Bear in mind, the plans of the mid-1970s needed a Ronald Reagan to bail out their consequences in the 1980s. Does anyone believe there will be a another equivalent spendup to bail out the future consequences of today's budget shambles after 2002, particularly when one considers (1) the fact that the Defense Department's accounting records can not even be audited, (2) there is no threat to justify such budget increases, and (3) expenses for social security and Medicare will have to rise rapidly just to keep up with demographics, even if we assume these programs (particularly Medicare) get much more efficient?

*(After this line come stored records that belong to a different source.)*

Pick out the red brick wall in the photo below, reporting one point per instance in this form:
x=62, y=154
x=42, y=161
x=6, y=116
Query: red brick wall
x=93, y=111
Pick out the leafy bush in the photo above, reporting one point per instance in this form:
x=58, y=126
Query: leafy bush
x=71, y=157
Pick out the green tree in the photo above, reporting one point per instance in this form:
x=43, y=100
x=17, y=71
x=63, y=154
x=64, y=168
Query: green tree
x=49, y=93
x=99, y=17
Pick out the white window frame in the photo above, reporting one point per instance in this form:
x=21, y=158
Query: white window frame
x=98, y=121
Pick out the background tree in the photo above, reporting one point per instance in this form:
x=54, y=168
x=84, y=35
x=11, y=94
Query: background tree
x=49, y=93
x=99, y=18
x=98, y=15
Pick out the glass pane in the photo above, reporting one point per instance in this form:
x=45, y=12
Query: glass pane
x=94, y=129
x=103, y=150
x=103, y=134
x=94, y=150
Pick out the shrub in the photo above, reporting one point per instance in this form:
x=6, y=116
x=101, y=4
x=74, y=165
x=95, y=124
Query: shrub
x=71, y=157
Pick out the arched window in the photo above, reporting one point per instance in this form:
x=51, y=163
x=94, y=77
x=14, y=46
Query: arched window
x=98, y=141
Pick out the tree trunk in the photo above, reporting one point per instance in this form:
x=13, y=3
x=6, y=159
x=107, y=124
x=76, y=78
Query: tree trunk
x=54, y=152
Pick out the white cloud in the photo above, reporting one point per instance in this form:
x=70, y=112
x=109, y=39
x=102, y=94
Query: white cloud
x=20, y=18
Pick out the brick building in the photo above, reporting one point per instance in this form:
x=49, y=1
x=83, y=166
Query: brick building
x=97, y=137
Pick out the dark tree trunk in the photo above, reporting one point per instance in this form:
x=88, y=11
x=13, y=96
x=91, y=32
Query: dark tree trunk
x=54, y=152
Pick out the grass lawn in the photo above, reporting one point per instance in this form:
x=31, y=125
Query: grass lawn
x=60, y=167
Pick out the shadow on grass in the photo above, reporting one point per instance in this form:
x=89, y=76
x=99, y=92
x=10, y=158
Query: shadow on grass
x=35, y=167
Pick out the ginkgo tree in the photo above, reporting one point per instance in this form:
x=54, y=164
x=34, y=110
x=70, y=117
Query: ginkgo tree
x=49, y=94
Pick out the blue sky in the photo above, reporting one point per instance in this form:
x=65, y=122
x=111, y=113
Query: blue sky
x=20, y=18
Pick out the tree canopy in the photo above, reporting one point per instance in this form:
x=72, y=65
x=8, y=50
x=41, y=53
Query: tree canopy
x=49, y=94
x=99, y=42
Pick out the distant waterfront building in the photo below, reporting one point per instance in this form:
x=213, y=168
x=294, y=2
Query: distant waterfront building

Although the editors of the Post acknowledged the mismatch between plans and resources, but they did not suggest the possibility that our readiness problems might be self-inflicted wounds created by a struggle to avoid the changes brought about by the end of the Cold War. Instead, they posed only three business-as-usual alternative: (1) you could promise greater efficiencies by closing bases and reforming management [the Pentagon says it is doing this], (2) you could let readiness slide while devoting more resources to developing weapons for the future [the budgetary allocations in the above table suggest that the Pentagon is trying to do this], (3) or you could protect readiness by cutting back and consolidating future arms purchases [the only suggestion even hinted at is a consolidation of the three unaffordable tactical fighter programs].

Its hard to see how such wishy washy recommendations will change anything, but when they concluded we "should honestly acknowledge the risks in any such approach," and that it would be "irresponsible to ignore these readiness warning signs," the real game became clearer: the Post doesn't want a tax cut, because we may need higher defense budgets to protect business-as-usual.

And that, dear reader, is today's contribution to the Hollow Defense Debate.

Don't you think the United States would be better off if the government started examining the fundamentals of why we have a modernization plan that can not modernize the force, why we have readiness problems, and why we have an unauditable bookkeeping system? Then, we might be able to honestly acknowledge the real risks of protecting the cold war status quo.

[Disclaimer: In accordance with 17 U.S.C. 107, the following material is distributed without profit or payment to those who have expressed a prior interest in receiving this information for non-profit research and educational purposes only.]

Reference 1:

Warning Signs in the Military Washington Post Editorial, August 16, 1998; Page C06

Excerpts:

...

There are, in fact, key differences between today's armed forces and the degraded units of the post-Vietnam era. First and foremost, the force today remains far readier and more capable; the signs of deterioration today are real, and troubling, but much less extensive. But a second key difference is the absence of political outcry as to the decline in military spending.

...

The very different political atmosphere in turn reflects a third key difference: the end of the Cold War. Mr. Reagan cited the Soviet threat as the first rationale for his buildup. Today, many liberals and conservatives alike question why the United States can't slash military spending more -- why it has to spend more than double what Russia and China combined devote to their armed forces. Yet these same skeptics in many cases expect the U.S. armed forces to be ready for action when they see fit -- to end genocide in Bosnia or starvation in Somalia, to restore democracy in Haiti, to build a missile defense for North America.

...

The bottom line is that no democracy wants to spend money on its army in an era of relative peace, but such peace is much less likely to endure if the United States fails to maintain a strong and ready force. A tax cut now would intensify competition between domestic and national-security spending just as the military is showing signs of being squeezed about as much as it can stand. Congress and the administration both would be irresponsible to ignore those warning signs.